Дайте-ка лучше я сама расскажу вам об этом, а то Магнус повернет все по-своему. Лет до четырнадцати я жила так же, как любые другие девочки, которым повезло родиться в богатых семьях. Единственное, что не вписывалось в эту безмятежную схему, это гибель моих родителей (мой отец был единственным сыном Иеремии Негели) в автокатастрофе, когда мне было одиннадцать. Меня взял к себе дед, который был добр со мной – насколько это позволял его характер. Он был из разряда тех самых буржуа, о которых только что говорил Магнус – ну, когда распинался насчет заводной игрушки для маленькой Клотильды. Мой дед принадлежал к той эпохе, когда считалось, что с детьми все в порядке, пока они любимы и счастливы, а их счастье, конечно же, ничем не должно отличаться от счастья старших. Все это хорошо до тех пор, пока не возникает какое-нибудь неприятное обстоятельство. А когда мне исполнилось четырнадцать, в моей жизни как раз и возникло такое весьма неприятное обстоятельство.

Дело шло к началу моей половой зрелости, и я знала про все про это, потому что дед мой был человек просвещенный, и я получила хорошие, чтобы не сказать кальвинистские, наставления от женщины-доктора.
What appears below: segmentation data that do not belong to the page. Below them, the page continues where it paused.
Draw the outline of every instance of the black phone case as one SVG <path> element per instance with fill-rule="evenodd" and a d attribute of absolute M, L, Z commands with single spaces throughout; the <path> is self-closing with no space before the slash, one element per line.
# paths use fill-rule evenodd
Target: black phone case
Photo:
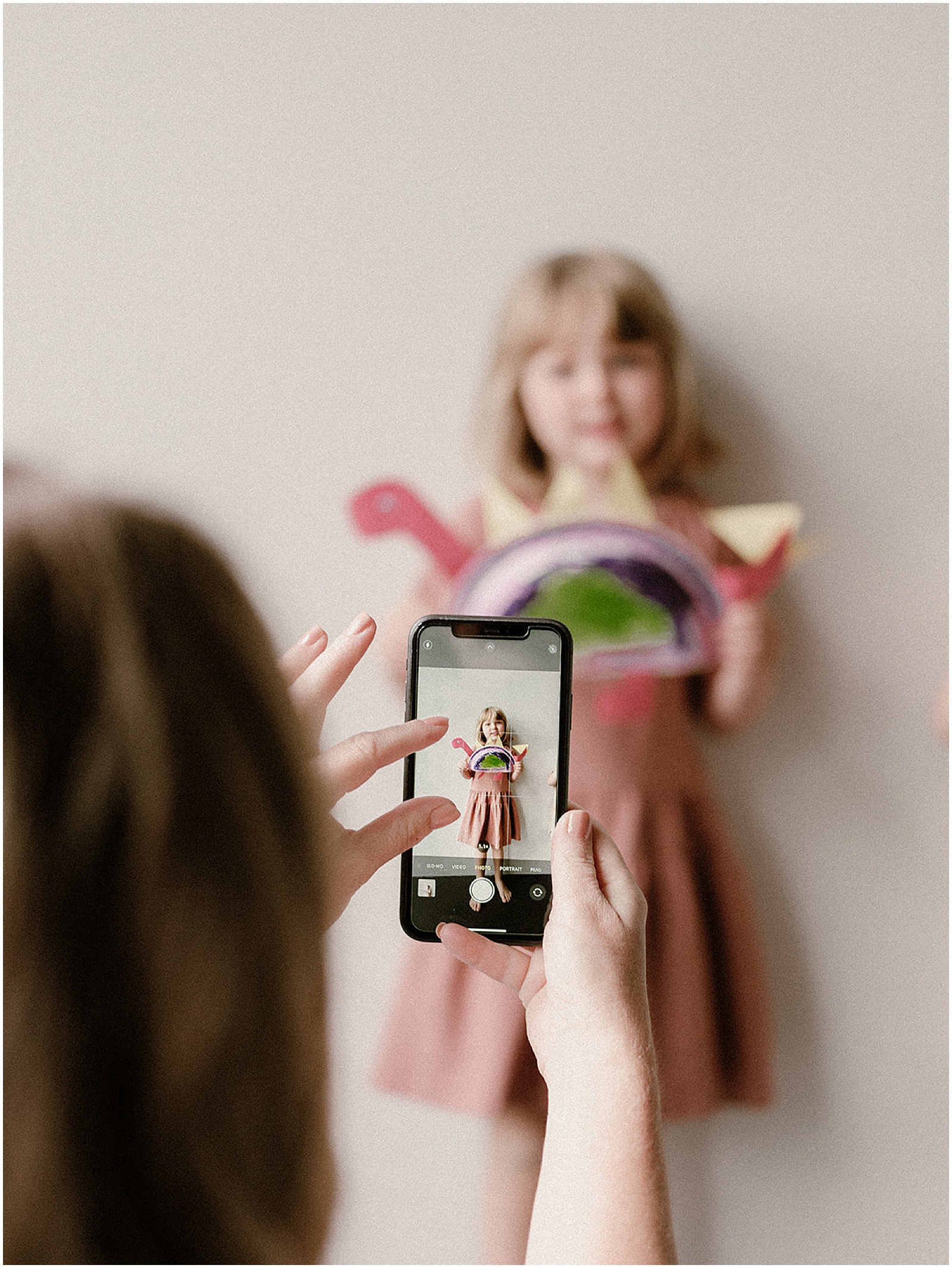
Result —
<path fill-rule="evenodd" d="M 406 694 L 406 708 L 404 718 L 407 721 L 416 718 L 416 697 L 417 697 L 417 673 L 418 673 L 418 648 L 420 638 L 422 631 L 427 626 L 432 625 L 474 625 L 479 628 L 479 638 L 506 638 L 506 631 L 515 628 L 530 629 L 549 629 L 560 635 L 562 643 L 562 661 L 560 661 L 560 683 L 559 683 L 559 756 L 558 766 L 555 772 L 555 819 L 558 819 L 565 813 L 565 804 L 568 801 L 568 770 L 569 770 L 569 733 L 572 729 L 572 634 L 568 626 L 563 625 L 562 621 L 548 620 L 548 619 L 522 619 L 522 618 L 507 618 L 507 616 L 465 616 L 465 615 L 432 615 L 422 616 L 407 637 L 407 694 Z M 415 776 L 416 776 L 416 754 L 411 753 L 403 761 L 403 800 L 408 800 L 415 796 Z M 530 876 L 524 877 L 510 877 L 511 888 L 513 889 L 513 902 L 518 900 L 520 890 L 522 883 L 526 886 L 532 884 Z M 401 927 L 403 932 L 417 942 L 439 942 L 436 933 L 431 933 L 426 929 L 421 929 L 412 922 L 412 885 L 413 885 L 413 851 L 404 851 L 401 860 Z M 524 929 L 515 929 L 511 933 L 484 933 L 483 937 L 489 938 L 492 942 L 505 942 L 513 946 L 527 946 L 539 943 L 543 941 L 543 932 L 545 929 L 545 921 L 548 919 L 549 907 L 551 900 L 540 907 L 535 903 L 520 903 L 518 907 L 513 908 L 510 919 L 516 917 L 516 913 L 525 914 L 525 921 L 516 919 L 515 923 L 525 923 Z M 537 915 L 536 915 L 537 913 Z M 460 915 L 464 915 L 464 909 L 460 907 Z M 447 919 L 453 919 L 453 913 L 447 915 Z M 468 919 L 460 919 L 458 923 L 468 924 Z"/>

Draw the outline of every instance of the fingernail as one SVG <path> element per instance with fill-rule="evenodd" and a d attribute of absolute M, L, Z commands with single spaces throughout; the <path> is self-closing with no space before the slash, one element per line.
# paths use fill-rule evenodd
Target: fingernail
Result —
<path fill-rule="evenodd" d="M 450 823 L 455 823 L 459 819 L 459 810 L 453 804 L 453 801 L 444 801 L 442 805 L 437 808 L 430 815 L 431 828 L 445 828 Z"/>
<path fill-rule="evenodd" d="M 568 822 L 569 836 L 577 841 L 587 841 L 592 831 L 592 817 L 588 810 L 570 810 Z"/>
<path fill-rule="evenodd" d="M 373 618 L 366 612 L 361 612 L 360 616 L 355 616 L 354 620 L 347 626 L 349 634 L 363 634 L 364 630 L 370 629 L 374 624 Z"/>

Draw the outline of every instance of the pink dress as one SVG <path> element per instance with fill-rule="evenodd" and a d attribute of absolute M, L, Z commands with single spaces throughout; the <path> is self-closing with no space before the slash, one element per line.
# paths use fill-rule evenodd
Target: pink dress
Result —
<path fill-rule="evenodd" d="M 520 838 L 518 806 L 505 771 L 475 771 L 460 817 L 456 841 L 464 846 L 506 847 Z"/>
<path fill-rule="evenodd" d="M 692 502 L 672 497 L 655 507 L 716 557 Z M 440 597 L 450 596 L 431 573 L 415 600 L 421 611 L 444 611 Z M 763 1106 L 772 1094 L 753 910 L 692 734 L 688 687 L 660 678 L 650 718 L 606 723 L 596 715 L 596 685 L 576 680 L 569 768 L 570 800 L 607 828 L 648 899 L 648 997 L 669 1120 L 709 1115 L 724 1102 Z M 373 1079 L 487 1116 L 507 1103 L 544 1111 L 546 1101 L 518 999 L 421 942 L 408 948 Z"/>

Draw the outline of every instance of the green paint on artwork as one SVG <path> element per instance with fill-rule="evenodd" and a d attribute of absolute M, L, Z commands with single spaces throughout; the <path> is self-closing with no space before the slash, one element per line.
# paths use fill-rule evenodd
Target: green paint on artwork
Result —
<path fill-rule="evenodd" d="M 606 568 L 553 573 L 520 615 L 562 621 L 578 648 L 657 647 L 677 635 L 674 621 L 660 604 L 630 590 Z"/>
<path fill-rule="evenodd" d="M 486 753 L 483 757 L 479 758 L 479 770 L 480 771 L 505 771 L 506 770 L 506 758 L 505 757 L 499 757 L 498 753 Z"/>

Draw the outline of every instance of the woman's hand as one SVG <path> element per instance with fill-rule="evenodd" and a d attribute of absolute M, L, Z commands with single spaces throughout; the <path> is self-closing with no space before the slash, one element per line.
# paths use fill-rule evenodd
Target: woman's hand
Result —
<path fill-rule="evenodd" d="M 650 1066 L 645 899 L 619 847 L 586 810 L 572 809 L 555 825 L 551 880 L 541 947 L 489 942 L 459 924 L 441 926 L 440 941 L 518 994 L 550 1090 L 579 1061 L 591 1061 L 593 1045 L 634 1045 Z"/>
<path fill-rule="evenodd" d="M 707 680 L 704 713 L 717 730 L 749 725 L 767 708 L 780 652 L 780 631 L 763 604 L 728 604 L 717 623 L 717 667 Z"/>
<path fill-rule="evenodd" d="M 466 964 L 517 992 L 549 1087 L 526 1263 L 674 1263 L 645 988 L 644 895 L 587 812 L 553 833 L 541 947 L 437 929 Z"/>
<path fill-rule="evenodd" d="M 371 775 L 446 734 L 446 718 L 426 718 L 361 732 L 319 752 L 321 730 L 327 706 L 347 681 L 354 667 L 370 647 L 376 626 L 361 614 L 350 629 L 328 643 L 327 634 L 314 628 L 281 657 L 279 667 L 313 746 L 312 766 L 321 784 L 325 805 L 333 806 L 345 792 L 365 784 Z M 447 798 L 421 796 L 401 801 L 387 814 L 363 828 L 344 828 L 328 817 L 327 893 L 325 912 L 332 924 L 354 894 L 383 864 L 417 844 L 435 828 L 459 818 Z"/>

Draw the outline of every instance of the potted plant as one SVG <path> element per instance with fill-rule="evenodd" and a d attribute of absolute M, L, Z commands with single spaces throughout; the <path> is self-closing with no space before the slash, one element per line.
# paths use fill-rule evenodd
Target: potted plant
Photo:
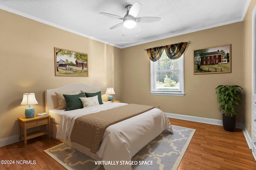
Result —
<path fill-rule="evenodd" d="M 242 104 L 244 90 L 237 85 L 220 85 L 215 88 L 220 111 L 224 111 L 222 122 L 224 130 L 234 132 L 236 129 L 236 115 L 238 113 L 235 106 Z"/>

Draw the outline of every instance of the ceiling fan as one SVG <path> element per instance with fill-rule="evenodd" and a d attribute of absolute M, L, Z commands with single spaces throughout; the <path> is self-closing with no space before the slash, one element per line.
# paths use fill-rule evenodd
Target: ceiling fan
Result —
<path fill-rule="evenodd" d="M 132 5 L 128 5 L 125 6 L 127 13 L 124 17 L 110 14 L 101 12 L 100 14 L 110 17 L 122 20 L 123 21 L 110 28 L 112 29 L 124 25 L 127 28 L 132 28 L 136 25 L 137 22 L 153 22 L 159 21 L 161 20 L 160 17 L 144 17 L 136 18 L 139 14 L 141 8 L 141 4 L 138 1 Z"/>

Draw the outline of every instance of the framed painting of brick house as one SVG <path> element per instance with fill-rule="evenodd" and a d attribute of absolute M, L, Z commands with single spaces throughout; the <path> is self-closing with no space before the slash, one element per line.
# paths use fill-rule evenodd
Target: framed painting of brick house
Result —
<path fill-rule="evenodd" d="M 231 72 L 231 45 L 193 50 L 194 74 Z"/>
<path fill-rule="evenodd" d="M 54 47 L 55 75 L 88 77 L 87 54 Z"/>

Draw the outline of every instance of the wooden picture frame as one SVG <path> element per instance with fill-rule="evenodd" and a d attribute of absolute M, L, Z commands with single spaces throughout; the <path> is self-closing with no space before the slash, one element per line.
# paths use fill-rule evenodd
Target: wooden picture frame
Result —
<path fill-rule="evenodd" d="M 231 44 L 193 50 L 194 74 L 231 72 Z"/>
<path fill-rule="evenodd" d="M 55 75 L 88 77 L 87 54 L 54 47 Z"/>

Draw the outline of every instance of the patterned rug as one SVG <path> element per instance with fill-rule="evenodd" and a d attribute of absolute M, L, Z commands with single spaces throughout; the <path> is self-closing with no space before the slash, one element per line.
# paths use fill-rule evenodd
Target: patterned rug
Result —
<path fill-rule="evenodd" d="M 195 129 L 172 125 L 134 155 L 133 170 L 176 170 Z M 64 143 L 44 150 L 68 170 L 104 170 L 95 160 Z"/>

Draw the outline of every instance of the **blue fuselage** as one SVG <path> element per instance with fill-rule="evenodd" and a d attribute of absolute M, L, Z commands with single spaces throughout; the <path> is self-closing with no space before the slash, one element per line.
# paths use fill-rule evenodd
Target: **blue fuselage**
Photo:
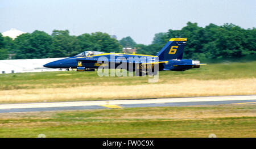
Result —
<path fill-rule="evenodd" d="M 102 65 L 102 60 L 106 60 L 105 65 L 114 66 L 114 68 L 118 68 L 121 63 L 126 63 L 129 69 L 130 64 L 135 63 L 157 63 L 159 65 L 159 70 L 174 70 L 184 71 L 189 69 L 199 67 L 193 64 L 191 59 L 170 59 L 158 60 L 158 56 L 132 54 L 125 53 L 104 53 L 92 56 L 87 57 L 71 57 L 67 58 L 53 61 L 44 65 L 44 67 L 49 68 L 72 68 L 76 69 L 78 66 L 84 66 L 86 69 L 98 69 Z M 81 62 L 81 66 L 78 66 L 79 62 Z M 130 65 L 129 65 L 130 64 Z M 134 65 L 133 65 L 135 67 Z"/>

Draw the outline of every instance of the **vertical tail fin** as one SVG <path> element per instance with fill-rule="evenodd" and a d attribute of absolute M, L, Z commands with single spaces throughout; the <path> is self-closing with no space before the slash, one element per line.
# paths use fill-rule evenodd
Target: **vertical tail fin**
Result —
<path fill-rule="evenodd" d="M 171 39 L 156 56 L 159 60 L 182 59 L 186 38 Z"/>

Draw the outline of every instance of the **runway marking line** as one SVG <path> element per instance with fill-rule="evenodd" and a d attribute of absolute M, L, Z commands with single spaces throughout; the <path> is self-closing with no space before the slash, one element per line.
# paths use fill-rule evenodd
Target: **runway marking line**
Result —
<path fill-rule="evenodd" d="M 114 109 L 114 108 L 122 108 L 123 107 L 117 105 L 114 105 L 114 104 L 109 104 L 109 105 L 100 105 L 100 106 L 103 106 L 105 107 L 107 107 L 109 108 L 112 108 L 112 109 Z"/>
<path fill-rule="evenodd" d="M 250 102 L 250 103 L 234 103 L 231 104 L 255 104 L 256 102 Z"/>

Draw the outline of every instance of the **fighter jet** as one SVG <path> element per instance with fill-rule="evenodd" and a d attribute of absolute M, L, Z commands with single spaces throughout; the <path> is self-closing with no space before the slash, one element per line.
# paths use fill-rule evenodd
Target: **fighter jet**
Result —
<path fill-rule="evenodd" d="M 139 76 L 155 75 L 159 71 L 185 71 L 199 68 L 199 61 L 182 59 L 187 38 L 172 38 L 156 56 L 85 51 L 75 56 L 53 61 L 43 66 L 76 69 L 77 71 L 121 69 L 138 72 Z"/>

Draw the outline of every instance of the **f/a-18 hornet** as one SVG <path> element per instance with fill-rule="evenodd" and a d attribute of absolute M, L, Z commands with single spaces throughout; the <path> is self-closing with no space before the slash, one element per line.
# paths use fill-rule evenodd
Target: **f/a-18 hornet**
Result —
<path fill-rule="evenodd" d="M 185 71 L 207 65 L 200 63 L 199 61 L 182 59 L 186 41 L 186 38 L 172 38 L 155 56 L 85 51 L 44 66 L 77 69 L 78 71 L 91 71 L 100 68 L 122 69 L 135 71 L 137 75 L 142 76 L 147 74 L 154 75 L 158 71 Z"/>

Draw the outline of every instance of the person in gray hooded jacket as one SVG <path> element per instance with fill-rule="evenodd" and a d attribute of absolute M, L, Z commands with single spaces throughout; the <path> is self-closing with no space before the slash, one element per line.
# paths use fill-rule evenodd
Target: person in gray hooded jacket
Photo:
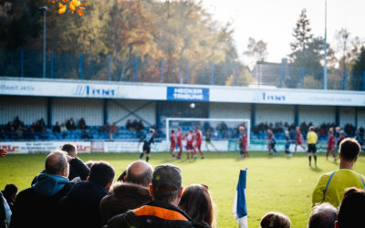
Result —
<path fill-rule="evenodd" d="M 11 228 L 57 227 L 58 201 L 72 187 L 68 181 L 66 152 L 55 150 L 46 158 L 46 172 L 37 181 L 17 195 L 10 223 Z"/>

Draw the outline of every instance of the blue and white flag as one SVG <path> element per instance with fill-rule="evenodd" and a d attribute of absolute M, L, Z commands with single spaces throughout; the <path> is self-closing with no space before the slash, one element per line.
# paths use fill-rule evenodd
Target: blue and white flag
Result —
<path fill-rule="evenodd" d="M 237 189 L 235 194 L 234 209 L 232 214 L 237 220 L 239 228 L 246 228 L 247 224 L 247 207 L 245 202 L 245 179 L 247 169 L 240 171 Z"/>

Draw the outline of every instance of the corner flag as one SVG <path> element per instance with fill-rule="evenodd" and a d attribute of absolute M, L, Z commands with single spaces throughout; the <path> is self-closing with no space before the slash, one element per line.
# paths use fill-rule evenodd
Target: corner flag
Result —
<path fill-rule="evenodd" d="M 235 194 L 234 209 L 232 214 L 237 220 L 239 228 L 247 228 L 247 208 L 245 202 L 245 179 L 247 168 L 240 171 L 237 189 Z"/>

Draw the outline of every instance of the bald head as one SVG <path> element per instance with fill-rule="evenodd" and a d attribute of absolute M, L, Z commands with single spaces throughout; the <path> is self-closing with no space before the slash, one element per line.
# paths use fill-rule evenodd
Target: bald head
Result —
<path fill-rule="evenodd" d="M 137 161 L 128 166 L 125 181 L 147 187 L 152 181 L 152 173 L 151 165 L 142 161 Z"/>
<path fill-rule="evenodd" d="M 66 152 L 56 150 L 46 158 L 46 172 L 53 175 L 68 176 L 68 163 Z"/>

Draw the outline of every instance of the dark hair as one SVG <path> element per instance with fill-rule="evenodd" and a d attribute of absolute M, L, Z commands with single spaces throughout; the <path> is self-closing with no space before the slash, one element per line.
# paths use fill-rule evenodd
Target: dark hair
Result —
<path fill-rule="evenodd" d="M 4 196 L 5 198 L 9 198 L 14 194 L 16 194 L 17 192 L 17 187 L 14 183 L 9 183 L 5 185 L 5 188 L 4 189 Z"/>
<path fill-rule="evenodd" d="M 339 228 L 364 227 L 364 205 L 365 191 L 357 188 L 346 189 L 337 216 Z"/>
<path fill-rule="evenodd" d="M 66 143 L 62 146 L 61 150 L 66 151 L 69 156 L 74 157 L 77 151 L 77 147 L 73 143 Z"/>
<path fill-rule="evenodd" d="M 312 209 L 308 228 L 333 228 L 338 210 L 332 204 L 324 202 Z"/>
<path fill-rule="evenodd" d="M 127 172 L 126 172 L 126 179 L 127 181 L 129 182 L 132 182 L 135 184 L 141 184 L 143 186 L 149 186 L 149 184 L 151 183 L 151 180 L 152 180 L 152 168 L 148 168 L 145 169 L 145 171 L 142 173 L 135 173 L 132 171 L 132 166 L 130 165 L 127 169 Z"/>
<path fill-rule="evenodd" d="M 360 150 L 360 146 L 355 139 L 346 138 L 339 143 L 339 153 L 346 161 L 355 160 Z"/>
<path fill-rule="evenodd" d="M 207 187 L 191 184 L 184 188 L 179 207 L 193 221 L 205 222 L 209 226 L 214 220 L 213 201 Z"/>
<path fill-rule="evenodd" d="M 95 161 L 90 169 L 89 181 L 97 182 L 103 187 L 114 179 L 114 169 L 106 161 Z"/>
<path fill-rule="evenodd" d="M 182 187 L 182 171 L 172 164 L 156 166 L 152 174 L 153 199 L 170 202 L 175 200 Z"/>
<path fill-rule="evenodd" d="M 61 175 L 63 169 L 68 166 L 66 152 L 54 150 L 46 158 L 46 172 L 53 175 Z"/>
<path fill-rule="evenodd" d="M 262 228 L 290 228 L 289 218 L 281 212 L 267 212 L 261 219 Z"/>

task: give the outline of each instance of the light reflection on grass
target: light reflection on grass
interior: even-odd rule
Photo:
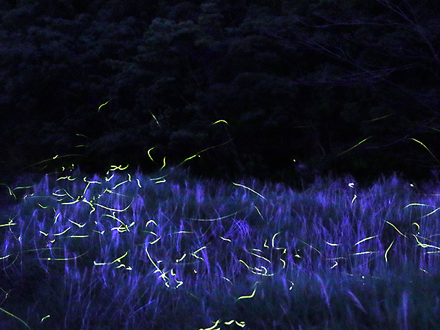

И вот когда я начала довольно быстро расти, я не придавала этому особого значения до тех пор, пока этот рост не стал для меня непосилен и у меня не начались обмороки. Снова появилась женщина-доктор – вид у нее был встревоженный. Потом начался жуткий период – больницы, анализы, консультации, покачивания головой, консилиумы, на которые я не допускалась, и после всего этого – ужасный период, когда меня три раза в неделю возили в Цюрих для процедур на каком-то большом рентгеновском аппарате. После этих процедур меня тошнило, я впадала в депрессию и чувствовала себя хуже некуда, так как думала, что у меня рак. Я спросила об этом женщину-врача. Нет, это не рак. А что же тогда? Какие-то трудности с процессом роста, но облучение должно это купировать.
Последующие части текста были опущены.